James Marion Sims's Treatment of Vesico-Vaginal Fistula

By Amanda Andrei
Published: 2013-04-12
Keywords: Fistula, Gynecology, Speculum
<a href="/search?text=James%20Marion%20Sims" title="" class="lexicon-term">James Marion Sims</a>'s Treatment of Vesico-Vaginal Fistula

James Marion Sims developed a treatment for vesico-vaginal fistulas in Montgomery, Alabama in the 1840s. Vesico-vaginal fistulas were a relatively common condition in which a woman's urine leaked into her vaginal cavity from her bladder, and many regarded the fistulas as untreatable during the early 1800s. After years of efforts to repair the fistulas with myriad tools, techniques, and procedures, Sims developed the speculum and a vaginal examination position later named for him. He also popularized the use of silver metal sutures to treat and cure women who had vesico-vaginal fistulas. Sims's surgical cure for vesico-vaginal fistulas eased both the social stigma and physical discomfort of many affected women. Though current treatments of vesico-vaginal fistulas have evolved since the nineteenth century, some of the basic principles utilized by Sims have been incorporated into present-day surgeries. In particular, Sims stressed the significance of continual bladder drainage after the operation.
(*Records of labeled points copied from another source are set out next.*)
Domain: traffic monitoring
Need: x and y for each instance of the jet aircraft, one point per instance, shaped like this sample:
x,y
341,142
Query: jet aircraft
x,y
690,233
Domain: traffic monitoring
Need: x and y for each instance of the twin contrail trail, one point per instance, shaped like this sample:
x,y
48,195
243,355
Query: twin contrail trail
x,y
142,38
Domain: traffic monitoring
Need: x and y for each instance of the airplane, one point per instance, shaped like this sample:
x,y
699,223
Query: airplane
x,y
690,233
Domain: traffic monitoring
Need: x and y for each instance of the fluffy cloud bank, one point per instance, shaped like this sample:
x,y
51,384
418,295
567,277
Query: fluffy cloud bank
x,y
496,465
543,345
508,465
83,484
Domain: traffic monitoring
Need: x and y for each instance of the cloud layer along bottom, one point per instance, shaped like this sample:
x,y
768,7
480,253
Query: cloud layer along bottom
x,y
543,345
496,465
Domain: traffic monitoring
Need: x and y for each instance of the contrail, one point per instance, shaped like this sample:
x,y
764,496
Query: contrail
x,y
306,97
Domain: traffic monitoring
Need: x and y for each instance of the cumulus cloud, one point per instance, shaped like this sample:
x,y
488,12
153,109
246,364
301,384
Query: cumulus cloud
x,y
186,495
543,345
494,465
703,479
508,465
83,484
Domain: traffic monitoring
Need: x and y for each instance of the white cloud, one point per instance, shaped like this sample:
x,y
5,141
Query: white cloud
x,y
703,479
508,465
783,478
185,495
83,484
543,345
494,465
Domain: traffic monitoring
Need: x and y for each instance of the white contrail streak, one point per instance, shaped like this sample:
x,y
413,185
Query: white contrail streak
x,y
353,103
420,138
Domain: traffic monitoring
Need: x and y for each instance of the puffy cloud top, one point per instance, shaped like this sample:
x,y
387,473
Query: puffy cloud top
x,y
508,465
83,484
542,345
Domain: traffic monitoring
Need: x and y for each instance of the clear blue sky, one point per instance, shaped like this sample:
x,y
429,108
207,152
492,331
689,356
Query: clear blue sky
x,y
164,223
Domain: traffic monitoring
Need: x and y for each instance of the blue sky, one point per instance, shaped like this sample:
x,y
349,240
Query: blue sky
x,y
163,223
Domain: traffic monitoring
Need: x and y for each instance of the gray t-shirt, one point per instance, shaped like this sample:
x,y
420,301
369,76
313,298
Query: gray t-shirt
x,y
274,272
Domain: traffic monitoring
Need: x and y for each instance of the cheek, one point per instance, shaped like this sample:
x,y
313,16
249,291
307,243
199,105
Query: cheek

Vesico-vaginal fistulas sometimes cause a problem for women after they give birth. Doctors named vesico-vaginal fistulas after the condition they cause: the word vesico relates to the bladder and the word fistula means an abnormal connection or passageway. Vesico-vaginal fistulas consist of a breach of the wall separating the vagina and neighboring bladder, connecting the two cavities. The break in the wall can range from a small tear to a large hole. The causes of vesico-vaginal fistulas are numerous, but many result from long, traumatic childbirth in which prolonged labor puts too much pressure on the vaginal wall. Tissue death, scar formation, and shedding of the vaginal walls can also occur in patients with vesico-vaginal fistulas. In areas with little access to health care, vesico-vaginal fistulas are common because women with obstructed deliveries and difficult labors do not receive medical attention to reduce the injury.

In 1675, Johann Fatio in Basel, Switzerland, reported an early treatment of vesico-vaginal fistulas. Fatio used a sharp swan quill to cut and fit the edges of the fistula together. After that, doctors did not discover a reliable and effective surgical cure until the nineteenth century. In the early nineteenth century, many considered vesico-vaginal fistulas a shameful condition that women did not talk about, a stigma that many argue continues today. Consequently, the rate of vesico-vaginal fistula occurrence has never been properly accounted for and remains unclear in some areas of the world. In some developing countries in South Asia and Africa, 350 of 100,000 births reported in 1985 resulted in obstetric fistulas, and most of them were vesico-vaginal fistulas. That incidence is markedly higher than in developed countries where vesico-vaginal fistulas due to labor happen rarely. Instead, causes of many vesico-vaginal fistulas in developed countries are post-surgical complications.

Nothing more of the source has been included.